Section: Introductionmentioning

confidence: 99%

Oxiracetam Offers Neuroprotection by Reducing Amyloid β-Induced Microglial Activation and Inflammation in Alzheimer's Disease

Zhang

Jia

2020

Front. Neurol.

Background: Alzheimer's disease (AD) is characterized by amyloid beta (Aβ) accumulation in the brain, which triggers the activation of microglia; in turn, microglia release neuroinflammatory factors capable of damaging neurons. Thus, a therapeutic approach targeting this sustained microglia-induced inflammatory response deserves investigation. Here, we examined whether oxiracetam (ORC), a nootropic of the racetam family, can indirectly prevent Aβ-induced neurotoxicity by attenuating microglial activation. Methods: Aβ42 oligomers were used to stimulate BV2 microglial cells, and the morphological changes and phagocytic capacity of BV2 cells were evaluated using fluorescence microscopy. We used quantitative reverse transcription polymerase chain reaction to assess the inhibitory effects of ORC on Aβ-induced mRNA levels of interleukin-1β (IL-1β), IL-6, and tumor necrosis factor-α (TNF-α); enzyme-linked immunosorbent assay was used to examine the productions of these cytokines. We also assessed the mRNA level of inducible nitric oxide synthase and the production of nitric oxide (NO). The conditioned medium from BV2 cells was used to culture hippocampal HT22 cells to assess indirect toxicity using the MTT assay.
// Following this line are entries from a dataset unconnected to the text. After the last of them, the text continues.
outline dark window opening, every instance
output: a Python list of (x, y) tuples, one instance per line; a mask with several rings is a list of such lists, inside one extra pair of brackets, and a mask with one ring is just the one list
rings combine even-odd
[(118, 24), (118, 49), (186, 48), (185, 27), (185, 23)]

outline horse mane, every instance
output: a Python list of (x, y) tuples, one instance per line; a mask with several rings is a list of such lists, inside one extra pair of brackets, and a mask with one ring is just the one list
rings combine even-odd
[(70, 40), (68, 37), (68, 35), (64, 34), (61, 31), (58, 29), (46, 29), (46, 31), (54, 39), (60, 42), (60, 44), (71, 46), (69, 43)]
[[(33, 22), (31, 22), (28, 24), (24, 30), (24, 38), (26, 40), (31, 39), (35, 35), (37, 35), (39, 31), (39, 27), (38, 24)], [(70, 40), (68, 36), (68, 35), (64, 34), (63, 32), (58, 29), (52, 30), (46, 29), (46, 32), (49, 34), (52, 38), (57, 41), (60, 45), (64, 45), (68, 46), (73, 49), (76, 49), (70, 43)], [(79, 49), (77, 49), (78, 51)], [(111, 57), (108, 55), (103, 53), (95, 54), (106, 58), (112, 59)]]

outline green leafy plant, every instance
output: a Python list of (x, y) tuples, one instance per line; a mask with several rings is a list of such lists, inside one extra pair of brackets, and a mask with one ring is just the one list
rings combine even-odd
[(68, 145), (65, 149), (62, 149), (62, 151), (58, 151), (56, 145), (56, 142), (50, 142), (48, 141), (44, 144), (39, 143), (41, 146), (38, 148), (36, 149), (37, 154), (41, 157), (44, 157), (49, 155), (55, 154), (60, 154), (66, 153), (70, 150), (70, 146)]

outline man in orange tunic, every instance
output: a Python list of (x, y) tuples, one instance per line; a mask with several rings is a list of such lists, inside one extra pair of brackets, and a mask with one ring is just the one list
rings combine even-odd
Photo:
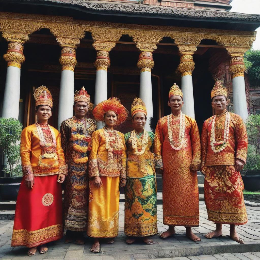
[(222, 83), (217, 81), (211, 91), (211, 104), (216, 115), (205, 121), (202, 133), (205, 202), (209, 220), (217, 226), (206, 237), (221, 236), (222, 224), (228, 224), (231, 238), (244, 244), (235, 225), (247, 222), (244, 184), (239, 172), (246, 160), (247, 135), (241, 117), (226, 110), (228, 90)]
[(200, 241), (191, 228), (198, 226), (199, 222), (197, 171), (201, 162), (199, 133), (195, 120), (181, 112), (182, 92), (175, 83), (169, 99), (172, 113), (158, 121), (154, 144), (156, 171), (163, 173), (163, 223), (169, 226), (160, 236), (166, 238), (175, 233), (175, 226), (184, 226), (188, 237)]

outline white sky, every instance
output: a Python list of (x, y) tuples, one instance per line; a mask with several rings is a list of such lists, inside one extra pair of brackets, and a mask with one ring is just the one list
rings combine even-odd
[[(231, 12), (260, 14), (260, 0), (233, 0)], [(256, 30), (256, 39), (253, 44), (254, 50), (260, 50), (260, 27)]]

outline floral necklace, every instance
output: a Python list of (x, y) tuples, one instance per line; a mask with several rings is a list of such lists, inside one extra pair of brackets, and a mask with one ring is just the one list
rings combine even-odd
[(110, 130), (106, 126), (103, 128), (106, 140), (106, 148), (108, 151), (109, 157), (123, 154), (122, 138), (117, 131)]
[[(167, 125), (168, 128), (168, 135), (169, 140), (171, 146), (174, 150), (179, 151), (182, 148), (184, 143), (184, 134), (185, 132), (185, 116), (183, 114), (181, 111), (180, 117), (180, 128), (179, 129), (179, 136), (178, 142), (173, 141), (172, 137), (172, 131), (171, 127), (172, 121), (174, 116), (171, 114), (167, 116)], [(175, 146), (174, 145), (179, 144), (178, 146)]]
[[(216, 120), (217, 115), (215, 115), (213, 117), (212, 119), (212, 123), (211, 124), (211, 129), (210, 136), (210, 145), (211, 149), (214, 153), (217, 153), (223, 150), (228, 145), (228, 142), (229, 140), (229, 124), (230, 122), (230, 114), (227, 111), (225, 111), (222, 114), (218, 115), (218, 116), (222, 115), (225, 113), (226, 114), (226, 119), (225, 120), (225, 127), (224, 128), (224, 140), (223, 141), (217, 142), (215, 139), (215, 122)], [(215, 147), (220, 146), (220, 148), (218, 149), (216, 149)]]
[[(56, 147), (57, 146), (55, 135), (53, 130), (49, 127), (48, 124), (43, 125), (36, 122), (37, 131), (40, 139), (40, 145), (41, 148), (41, 157), (43, 158), (54, 158), (57, 156)], [(49, 130), (50, 136), (48, 136), (46, 133)], [(51, 137), (52, 140), (51, 140)], [(47, 141), (46, 139), (49, 140)]]
[(138, 151), (135, 130), (133, 130), (131, 132), (131, 140), (132, 147), (134, 150), (134, 154), (136, 155), (141, 155), (143, 154), (148, 144), (148, 134), (147, 131), (145, 129), (144, 129), (144, 134), (142, 138), (142, 150), (141, 151)]

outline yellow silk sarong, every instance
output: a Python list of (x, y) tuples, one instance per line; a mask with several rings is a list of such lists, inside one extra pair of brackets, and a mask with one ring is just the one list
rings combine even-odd
[(96, 188), (93, 181), (89, 181), (87, 234), (91, 237), (115, 237), (118, 235), (120, 177), (100, 178), (100, 188)]

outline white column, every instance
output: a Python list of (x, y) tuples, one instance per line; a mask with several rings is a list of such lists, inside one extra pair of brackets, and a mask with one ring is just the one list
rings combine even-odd
[[(107, 99), (107, 71), (103, 69), (97, 70), (96, 73), (94, 106)], [(98, 129), (101, 129), (105, 125), (103, 122), (97, 122)]]
[(74, 72), (65, 70), (61, 71), (59, 97), (58, 128), (62, 121), (73, 115), (74, 94)]
[(248, 114), (245, 95), (245, 78), (242, 76), (233, 78), (232, 84), (234, 113), (239, 115), (245, 121)]
[[(143, 51), (144, 46), (141, 44), (138, 43), (137, 46), (141, 50)], [(150, 51), (143, 51), (141, 53), (137, 64), (138, 67), (141, 71), (139, 97), (145, 103), (147, 110), (147, 120), (144, 128), (148, 131), (152, 131), (150, 125), (150, 120), (153, 116), (151, 72), (154, 66), (154, 62), (152, 52), (157, 48), (156, 44), (153, 44), (152, 47), (154, 49), (151, 49)]]
[(23, 50), (21, 43), (10, 42), (6, 53), (4, 55), (8, 67), (2, 113), (3, 117), (18, 119), (21, 65), (25, 60)]
[[(94, 63), (96, 68), (94, 106), (107, 99), (107, 68), (110, 64), (109, 52), (99, 51)], [(101, 129), (105, 125), (104, 122), (97, 122), (97, 127)]]
[(63, 47), (60, 62), (62, 65), (59, 98), (58, 129), (62, 121), (73, 115), (74, 69), (77, 64), (76, 51), (71, 47)]
[(192, 76), (191, 75), (186, 75), (181, 77), (181, 91), (184, 102), (181, 111), (185, 115), (195, 118)]
[(150, 121), (153, 115), (152, 74), (150, 72), (143, 71), (140, 73), (139, 96), (145, 103), (147, 110), (147, 120), (144, 128), (147, 131), (151, 131)]
[(245, 67), (243, 56), (243, 54), (241, 54), (239, 56), (231, 58), (229, 71), (232, 75), (233, 112), (240, 115), (245, 122), (248, 115), (244, 76)]

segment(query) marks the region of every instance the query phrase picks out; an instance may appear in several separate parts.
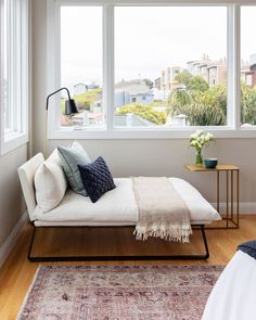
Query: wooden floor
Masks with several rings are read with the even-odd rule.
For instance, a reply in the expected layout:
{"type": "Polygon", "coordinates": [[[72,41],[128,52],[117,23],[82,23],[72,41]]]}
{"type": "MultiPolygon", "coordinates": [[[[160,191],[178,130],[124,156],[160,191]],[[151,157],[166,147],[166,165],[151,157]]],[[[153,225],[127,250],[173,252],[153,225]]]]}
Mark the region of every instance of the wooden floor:
{"type": "MultiPolygon", "coordinates": [[[[10,254],[5,264],[0,269],[0,319],[13,320],[15,319],[24,296],[29,289],[34,279],[35,272],[39,266],[37,263],[29,263],[26,258],[29,246],[30,235],[33,228],[30,225],[26,225],[23,228],[22,234],[15,245],[15,248],[10,254]]],[[[151,253],[159,254],[159,251],[165,253],[166,249],[175,252],[172,244],[168,246],[164,245],[164,249],[159,246],[159,243],[146,242],[138,245],[138,242],[133,240],[133,236],[129,231],[117,231],[115,229],[101,232],[101,230],[93,231],[90,235],[82,234],[82,231],[78,230],[74,233],[74,230],[48,230],[46,236],[44,231],[39,234],[36,241],[36,251],[34,254],[46,254],[51,248],[51,254],[56,254],[65,247],[65,253],[73,249],[75,254],[141,254],[151,253]],[[112,249],[110,249],[112,248],[112,249]]],[[[242,216],[241,227],[235,230],[207,230],[207,240],[209,245],[210,257],[207,261],[112,261],[112,263],[66,263],[67,265],[82,265],[82,264],[194,264],[194,265],[226,265],[235,253],[238,244],[256,239],[256,215],[242,216]]],[[[194,253],[194,251],[202,251],[201,238],[197,232],[192,238],[192,244],[181,245],[179,249],[187,251],[187,253],[194,253]],[[185,246],[185,248],[183,248],[185,246]]],[[[51,263],[53,265],[53,263],[51,263]]],[[[59,263],[63,264],[64,263],[59,263]]],[[[44,264],[49,265],[49,264],[44,264]]]]}

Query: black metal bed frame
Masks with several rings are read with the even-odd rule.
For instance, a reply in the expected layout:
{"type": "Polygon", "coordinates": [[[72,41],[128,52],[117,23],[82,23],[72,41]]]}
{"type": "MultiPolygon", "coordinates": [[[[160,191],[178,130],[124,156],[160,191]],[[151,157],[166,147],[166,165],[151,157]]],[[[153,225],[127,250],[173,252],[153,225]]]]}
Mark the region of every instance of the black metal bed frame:
{"type": "MultiPolygon", "coordinates": [[[[113,260],[195,260],[195,259],[207,259],[209,257],[208,244],[205,235],[204,225],[193,225],[192,228],[201,230],[205,254],[195,255],[121,255],[121,256],[31,256],[33,245],[36,238],[36,230],[41,228],[85,228],[82,226],[47,226],[47,227],[35,227],[33,230],[31,241],[28,249],[27,258],[34,263],[46,263],[46,261],[113,261],[113,260]]],[[[125,226],[129,227],[129,226],[125,226]]],[[[107,227],[86,227],[86,228],[107,228],[107,227]]],[[[108,228],[121,228],[121,227],[108,227],[108,228]]]]}

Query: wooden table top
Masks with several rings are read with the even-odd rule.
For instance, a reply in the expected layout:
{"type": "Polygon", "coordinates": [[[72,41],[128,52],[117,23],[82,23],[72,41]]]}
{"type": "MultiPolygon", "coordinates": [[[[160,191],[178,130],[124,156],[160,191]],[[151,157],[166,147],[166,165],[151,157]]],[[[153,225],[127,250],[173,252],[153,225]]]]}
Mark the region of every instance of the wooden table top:
{"type": "Polygon", "coordinates": [[[216,168],[205,168],[203,165],[187,164],[184,167],[190,171],[229,171],[239,170],[239,167],[234,165],[222,164],[218,165],[216,168]]]}

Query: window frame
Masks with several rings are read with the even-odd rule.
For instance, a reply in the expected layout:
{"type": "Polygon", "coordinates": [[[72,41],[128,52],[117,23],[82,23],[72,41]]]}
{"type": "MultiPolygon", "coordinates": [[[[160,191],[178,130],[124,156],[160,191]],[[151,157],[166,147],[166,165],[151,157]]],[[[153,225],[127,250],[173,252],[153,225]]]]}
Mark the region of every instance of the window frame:
{"type": "MultiPolygon", "coordinates": [[[[255,4],[255,3],[254,3],[255,4]]],[[[235,1],[191,0],[48,0],[48,92],[60,88],[60,8],[61,5],[101,5],[103,9],[103,107],[106,113],[105,128],[86,128],[74,130],[72,127],[60,127],[59,97],[52,99],[48,121],[48,139],[170,139],[188,138],[196,129],[206,129],[217,138],[256,138],[256,126],[240,126],[240,4],[235,1]],[[117,128],[114,127],[114,9],[115,7],[226,7],[227,8],[227,125],[226,126],[190,126],[157,128],[117,128]],[[106,63],[107,62],[107,63],[106,63]]],[[[253,5],[249,0],[243,5],[253,5]]]]}
{"type": "Polygon", "coordinates": [[[5,154],[28,142],[28,0],[17,1],[16,7],[11,4],[11,13],[7,17],[9,30],[3,25],[3,0],[0,1],[0,154],[5,154]],[[12,39],[11,43],[7,42],[7,48],[3,33],[9,42],[12,39]],[[5,50],[11,59],[5,57],[5,50]],[[9,72],[7,81],[10,88],[7,103],[3,92],[4,63],[9,72]],[[11,113],[10,128],[5,128],[5,107],[11,113]]]}

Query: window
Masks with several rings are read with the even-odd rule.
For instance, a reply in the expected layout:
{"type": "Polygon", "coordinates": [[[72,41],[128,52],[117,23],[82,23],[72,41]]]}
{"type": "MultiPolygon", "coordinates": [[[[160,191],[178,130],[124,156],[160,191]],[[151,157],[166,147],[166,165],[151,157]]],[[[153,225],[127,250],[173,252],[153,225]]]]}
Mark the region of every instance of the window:
{"type": "Polygon", "coordinates": [[[241,37],[241,57],[254,59],[256,7],[200,2],[48,0],[48,91],[66,86],[80,106],[65,117],[61,97],[49,137],[176,138],[197,127],[254,137],[256,67],[240,69],[236,44],[241,37]]]}
{"type": "Polygon", "coordinates": [[[1,1],[1,152],[27,142],[28,3],[1,1]]]}
{"type": "Polygon", "coordinates": [[[61,126],[101,127],[102,103],[102,8],[61,7],[61,87],[69,88],[80,113],[64,115],[61,126]]]}
{"type": "Polygon", "coordinates": [[[241,125],[256,125],[256,7],[241,8],[241,125]]]}
{"type": "Polygon", "coordinates": [[[114,39],[116,126],[227,124],[226,7],[116,7],[114,39]]]}

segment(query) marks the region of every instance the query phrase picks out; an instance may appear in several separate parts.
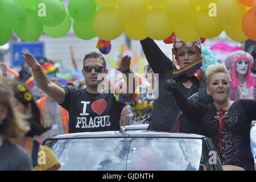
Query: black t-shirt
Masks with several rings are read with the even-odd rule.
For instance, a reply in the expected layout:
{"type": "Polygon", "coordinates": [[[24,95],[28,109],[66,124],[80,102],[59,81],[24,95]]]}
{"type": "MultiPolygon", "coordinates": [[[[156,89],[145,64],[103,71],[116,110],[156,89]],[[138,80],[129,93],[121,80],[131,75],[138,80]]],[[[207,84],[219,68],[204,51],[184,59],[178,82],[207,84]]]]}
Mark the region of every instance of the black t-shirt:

Results: ORC prevented the Aβ-induced activation of BV2 cells, as reflected by reduced morphological changes and phagocytic ability. In addition, ORC downregulated the expression of Aβ-induced cytokines (IL-1β, IL-6, and TNF-α) and the production of NO in BV2 cells. Furthermore, ORC protected HT22 cells from indirect damage evoked by Aβ-treated BV2 cell-conditioned medium, but not from direct Aβ-induced toxicity. Conclusions: ORC suppressed the activation of BV2 cells, decreased the production of Aβ-induced inflammatory molecules and NO in BV2 cells, and protected HT22 cells against indirect toxicity mediated by Aβ-treated BV2 cell-conditioned medium. Thus, ORC may exert a protective role in AD through attenuating the damage caused by inflammation and oxidative stress.